Keltner Channels are volatility-based envelopes set above and below an exponential moving average (EMA). This indicator is similar to Bollinger Bands; however the Keltner Channels use the Average True Range (ATR) to set channel distance instead of a standard deviation measure as with Bollinger Bands.

Chester Keltner, in his 1960 book “How to Make Money in Commodities,” plotted channels as a multiple of daily range (high - low) around a moving average of typical price. Linda Bradford Raschke popularized a simplified version, using exponential smoothing and ATR, which is now more widely used.

The channels are typically set two ATR values above and below the 20-day EMA. The EMA dictates direction and the ATR sets channel width. Keltner Channels are a trend following indicator used to identify reversals with channel breakouts and channel direction. The Keltner Channel is used to signal possible price breakouts, show trend and give overbought and oversold readings (see “Channeling the S&P,” below).

Calculation

There are three steps to calculating Keltner Channels:

1. Select the length for the exponential moving average.
2. Choose the time periods for the ATR.
3. Choose the multiplier for the Average True Range.
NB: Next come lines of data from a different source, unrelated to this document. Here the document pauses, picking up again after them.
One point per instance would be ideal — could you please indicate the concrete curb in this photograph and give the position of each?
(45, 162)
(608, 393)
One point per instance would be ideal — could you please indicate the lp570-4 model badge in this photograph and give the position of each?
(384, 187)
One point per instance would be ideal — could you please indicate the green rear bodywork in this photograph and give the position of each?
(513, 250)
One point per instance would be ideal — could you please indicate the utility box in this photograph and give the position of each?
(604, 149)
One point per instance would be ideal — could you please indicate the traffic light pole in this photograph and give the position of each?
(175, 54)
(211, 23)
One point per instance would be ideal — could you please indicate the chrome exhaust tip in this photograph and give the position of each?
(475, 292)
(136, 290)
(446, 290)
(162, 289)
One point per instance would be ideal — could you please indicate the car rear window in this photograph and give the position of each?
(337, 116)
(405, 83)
By default technical analysts use 20-period EMAs with envelopes using ATR and a multiplier of 1:

Basis = 20-Period EMA

Upper Envelope = 20-Period EMA
+ (2 X ATR)

Lower Envelope = 20-Period EMA
− (2 X ATR)

Traders should remember the following two points while defining your Keltner Channel trading strategy: The longer the length of the exponential moving average, the greater the lag on the indicator; and the higher the multiplier, the greater the width of the Keltner Channel.

Trading signals can be created two ways using the Keltner Channel: Trend confirmation and overbought/oversold signals.

Trend confirmation

During a clear trend, breakthrough above or below the envelopes can be a sign of underlying strength of the trend. During a Bullish Trend, a breakthrough above the upper envelope can be seen as a sign of strength and the uptrend is likely to continue. During a bearish trend, a breakthrough below the lower envelope can be seen as a sign of weakness or bear trend strength and the downtrend is likely to continue.

Keltner said that a close above the upper band (or below the lower band) is evidence of a strong move and should be traded as a breakout. The following rules can be used by traders to trade Keltner signals in a trending market.

• Longs initiated when price breaks above the upper band with a stop loss below the moving average (middle line) and exit if price closes below the moving average (middle line).
• Shorts initiated when price turns below the lower band with a stop loss above the moving average and exit if price crosses above the moving average (middle line).

“Time to buy,” (below) shows a buy signal for Abbott Laboratories (ABT) as its stock closed above the upper band of the Keltner Channel on July 6 at \$40.58. Traders can carry on the long until they do not see a reversal pattern or do not close below the moving average, which happened on Aug. 19 at \$44.20, a move of almost 10% was captured.

“Time to sell,” (below) shows how shares of Alaska Air Group Inc. (ALK) closed below the lower band of Keltner Channel on June 14 at \$61.20, initiating a sell signal. Traders can carry on the short until they do not see a reversal pattern, which happened on June 27, where it formed a doji pattern, suggesting a reversal. Traders can book out on a reversal confirmation, which happened the next day. A close above the moving average at \$59 happened on July 11 where traders need to cut down all positions.

Overbought/Oversold signals

When a market is choppy or trading sideways, Keltner Channels can be useful for identifying overbought and oversold conditions. These conditions can typically lead to price corrections where price moves back toward the moving average. The rules for trading Keltner overbought/oversold signals are:

Go long when prices turn up at or below the lower band. Close your position if price turns down near the upper band or crosses to below the moving average.

Go short when price turns down at or above the upper band. Close your position if price turns up near the lower band or crosses to above the moving average.

“Range trading,” (below) shows that whenever price is unable to close above the upper channel overlay, it tends to fall back toward the middle line. This allows traders the ability to earn consistent small short-term profits, as with our example in Alcoa (AA).